Stabbing on London shopping street raises gang fears
British police Tuesday investigated the fatal stabbing of a man during post-Christmas sales on one of the world's busiest shopping streets, in an incident that has renewed fears about gang violence.
Scotland Yard said they had arrested 11 people after the 18-year-old man was knifed to death on Monday on London's Oxford Street. A further three people were detained after a second non-fatal stabbing nearby just hours later.
The murder happened after a fight broke out between groups of youths at a Foot Locker athletics store in front of thousands of horrified shoppers flocking for sales on December 26, or Boxing Day as it is known in Britain.
The area was cordoned off for hours after the incident. Police said a number of weapons were later found.
"This all happened outside Foot Locker and inside the Foot Locker store," senior Scotland Yard detective John Sweeney said in a televised statement on Tuesday.
"There were several people who witnessed this event both inside and outside the store and a number of them recorded it on cameraphones. We are particularly interested in those people coming forward to let us have access to that footage."
The dead youth was named by a friend as Seydou Diarrassouba from Mitcham, a tough area in south London.
Video footage posted on the YouTube website showed police holding back angry youths outside the Foot Locker store while paramedics tried to revive the victim.
Police confirmed that an officer had discharged a Taser stun gun during the confrontation.
In the second stabbing less than six hours later and just a few hundred yards away, the 21-year-old victim suffered non-life-threatening leg wounds.
Police said that shoppers should not feel unsafe and that they already had a high presence of officers in the area around Oxford Street, which is reportedly Europe's busiest shopping street.
It is home to more than 300 shops including the famed Selfridges department store and attracts tents of thousands of shoppers seeking bargains after Christmas.

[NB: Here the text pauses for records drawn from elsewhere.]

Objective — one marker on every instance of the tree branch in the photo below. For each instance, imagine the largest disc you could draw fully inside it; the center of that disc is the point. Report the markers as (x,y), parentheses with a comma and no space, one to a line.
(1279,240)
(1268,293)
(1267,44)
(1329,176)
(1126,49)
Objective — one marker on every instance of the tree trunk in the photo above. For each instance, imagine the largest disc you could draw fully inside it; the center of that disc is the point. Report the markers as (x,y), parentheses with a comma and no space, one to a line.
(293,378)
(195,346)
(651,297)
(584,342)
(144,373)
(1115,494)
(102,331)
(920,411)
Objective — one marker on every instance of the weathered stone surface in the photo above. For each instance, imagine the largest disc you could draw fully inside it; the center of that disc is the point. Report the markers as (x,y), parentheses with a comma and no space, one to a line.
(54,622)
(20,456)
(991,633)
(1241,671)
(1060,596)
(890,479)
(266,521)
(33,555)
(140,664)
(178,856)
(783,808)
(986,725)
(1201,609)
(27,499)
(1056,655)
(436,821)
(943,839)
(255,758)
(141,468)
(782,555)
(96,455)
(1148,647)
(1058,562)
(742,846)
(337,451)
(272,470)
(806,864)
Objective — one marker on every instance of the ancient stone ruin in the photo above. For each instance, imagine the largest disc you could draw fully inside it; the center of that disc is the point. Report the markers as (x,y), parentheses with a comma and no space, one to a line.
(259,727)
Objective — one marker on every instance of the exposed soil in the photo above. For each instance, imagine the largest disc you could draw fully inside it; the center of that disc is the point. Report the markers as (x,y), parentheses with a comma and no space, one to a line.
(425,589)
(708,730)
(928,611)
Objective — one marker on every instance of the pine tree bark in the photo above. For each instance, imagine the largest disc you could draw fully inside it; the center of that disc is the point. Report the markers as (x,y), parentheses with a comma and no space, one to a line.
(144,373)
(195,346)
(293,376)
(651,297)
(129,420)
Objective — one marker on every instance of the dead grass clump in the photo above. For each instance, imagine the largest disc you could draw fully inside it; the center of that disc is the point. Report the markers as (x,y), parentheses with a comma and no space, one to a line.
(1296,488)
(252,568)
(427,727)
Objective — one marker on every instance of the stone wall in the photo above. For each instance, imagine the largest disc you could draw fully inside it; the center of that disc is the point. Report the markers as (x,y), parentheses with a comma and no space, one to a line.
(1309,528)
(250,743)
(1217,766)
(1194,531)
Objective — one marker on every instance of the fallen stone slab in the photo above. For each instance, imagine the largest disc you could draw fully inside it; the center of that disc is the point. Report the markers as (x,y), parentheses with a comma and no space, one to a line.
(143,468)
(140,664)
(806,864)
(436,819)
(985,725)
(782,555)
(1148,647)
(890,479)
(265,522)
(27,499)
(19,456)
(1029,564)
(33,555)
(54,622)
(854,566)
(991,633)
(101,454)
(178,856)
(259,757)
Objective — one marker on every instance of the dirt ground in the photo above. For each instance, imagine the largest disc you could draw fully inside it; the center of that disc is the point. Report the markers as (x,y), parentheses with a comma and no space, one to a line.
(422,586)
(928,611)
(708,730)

But the violence has revived memories of deadly riots that rocked London and other English cities in August, when groups of masked youths looted and burned shops and five people were killed.
British authorities blamed street gangs for much of the violence and British Prime Minister David Cameron enlisted US street crime expert Bill Bratton to help find a solution.
Commentators in British media said Tuesday that the killing on Oxford Street symbolised a national problem.